第17話 どっちがヤクザか分からん

 ギルドで人身売買を斡旋している組織のアジトについて尋ねたところ、すぐに教えて貰えた。

 なんならギルドの掲示板に依頼として組織の殲滅が領主の名前で出されていた。

 なぜ領軍が動かないのかと言えば、組織には元上位冒険者や傭兵崩れが多数いて手を出せないのだという。


 「居らんのか!?はよ開けんかいゴラァッ!!」


 シャリスはブルーノファミリーのアジトの扉を魔法で強化した腕で殴った。

 プリ〇ュアの次は時代劇でその次は大阪〇警か……。

 日本への適応能力ヤバいな……。

 

 「ふふっ、さすがにこの『どっちがヤクザか分からん』の前には相手も出てきてくれるんじゃないかしら?」


 シャリスの殴った扉は分厚い木製だったが、グシャリとひん曲がっていた。

 

 「もう一発いっとこうかしら?」


 そう言うとシャリスは再び拳に魔力を纏わせて叫んだ。


 「はよ開けんかいゴラァッ!!」


 バコォォンと殴った扉は、ついに留め具が外れて弾け飛んだ。


 「開けてもらう必要なくなっちゃったわね」


 シャリスはどこか不満げにそう言うと、扉の向こうから声が掛かった。


 「随分と威勢のいいネエチャンじゃねぇか、オォン?」


 やっぱりこっちは本職の人か。


 「大人しく武器を下ろして投降してくれたら、命は取らないでいてあげる」

 

 シャリスはそれが精一杯の譲歩だとでも言わんばかりだった。


 「飛んで火に入る夏の虫、地獄へ踏み入ったのはテメェらだとまだ気付かなねぇのか?」


 扉の向こうは大きなエントランスホールで二十人くらいの敵さんが各々の武器を構えていた。


 「シャリス、もう交渉の余地はないらしいぞ?」


 敵の魔導師は魔杖を構えると


 「【上級防壁グレートウォール】」


 防御魔法を唱えて俺たちと自身たちとを隔てた。

 なるほど油断はしない、ということか。

 確かに【上級防壁グレートウォール】ともなれば、並大抵の魔術師では破ることはできない。

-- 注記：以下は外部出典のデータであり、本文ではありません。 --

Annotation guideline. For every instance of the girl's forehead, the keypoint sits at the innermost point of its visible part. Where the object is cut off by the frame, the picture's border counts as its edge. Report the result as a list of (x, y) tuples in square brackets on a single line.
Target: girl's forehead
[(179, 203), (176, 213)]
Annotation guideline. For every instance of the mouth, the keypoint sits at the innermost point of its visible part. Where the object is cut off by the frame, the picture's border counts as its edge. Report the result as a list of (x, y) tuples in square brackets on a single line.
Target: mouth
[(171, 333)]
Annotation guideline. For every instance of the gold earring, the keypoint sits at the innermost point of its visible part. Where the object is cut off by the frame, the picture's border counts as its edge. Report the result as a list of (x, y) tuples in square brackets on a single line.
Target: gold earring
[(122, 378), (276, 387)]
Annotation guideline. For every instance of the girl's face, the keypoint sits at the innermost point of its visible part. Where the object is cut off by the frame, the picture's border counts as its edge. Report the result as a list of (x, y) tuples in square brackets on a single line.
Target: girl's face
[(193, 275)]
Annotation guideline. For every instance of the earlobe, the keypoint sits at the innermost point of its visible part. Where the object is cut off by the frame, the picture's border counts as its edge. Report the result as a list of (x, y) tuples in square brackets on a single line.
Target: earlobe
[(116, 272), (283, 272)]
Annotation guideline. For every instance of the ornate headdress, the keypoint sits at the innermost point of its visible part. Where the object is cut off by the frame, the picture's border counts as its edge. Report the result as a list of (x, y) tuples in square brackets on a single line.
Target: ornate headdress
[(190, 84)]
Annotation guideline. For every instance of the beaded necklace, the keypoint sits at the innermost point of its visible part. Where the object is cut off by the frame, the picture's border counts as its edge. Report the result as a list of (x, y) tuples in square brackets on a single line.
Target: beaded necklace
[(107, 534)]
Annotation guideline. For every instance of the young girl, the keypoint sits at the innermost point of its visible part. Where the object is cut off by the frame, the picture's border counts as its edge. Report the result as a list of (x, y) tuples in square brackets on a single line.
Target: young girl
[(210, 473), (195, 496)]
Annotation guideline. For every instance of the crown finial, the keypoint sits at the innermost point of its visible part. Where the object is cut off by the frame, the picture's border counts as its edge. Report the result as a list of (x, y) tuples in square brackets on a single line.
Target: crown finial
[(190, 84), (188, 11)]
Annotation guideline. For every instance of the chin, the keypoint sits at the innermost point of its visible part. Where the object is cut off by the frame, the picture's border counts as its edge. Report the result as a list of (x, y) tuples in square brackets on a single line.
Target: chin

 だがシャリスは勇者パーティの一員として、選抜された世界最強クラスの魔術師なのだ。

 

 「ケツの青いガキどもにわからせてやれ!!」


 サングラスで葉巻をふかすオッサンの一声で、居合わせた男たちが一斉に仕掛けて来た。


 「ちょっと見せ場をくれないか?」


 相手は【上級防壁グレートウォール】ごと突っ込んできている。

 いくらシャリスの魔法でぶち破れるレベルであったとしても、魔力消費が多いのは間違いない。

 となればやはりここは、聖剣レーヴァテインの出番だろう。


 「助さんやっておしまいなさい!!……格さんはそのうち見つけておくから」


 とまぁなんともしまりのない感じにOKを貰ったのでレーヴァテインをアイテムボックスから取りだした。

 傍から見たら何も無い虚空から剣を引き抜いたように見えるんだろうなぁ……。


 「テメェ、どっから剣を抜いた!?」

 「ここじゃないどこかだな」


 俺でも上手く説明できない勇者の能力アビリティの一つ『アイテムボックス』。

 ちなみに最近部屋の片付けをしたので、片付けたときに出た物なんかもとりあえず入れてある。


 「巫山戯やがって!!」


 男たちは間合いへと容赦なく突っ込んできた。

 とりあえず戦意喪失させてやるとするか……。

 かくして後に俺たちが『下町の英雄』と呼ばれることになった戦いが始まるのだった。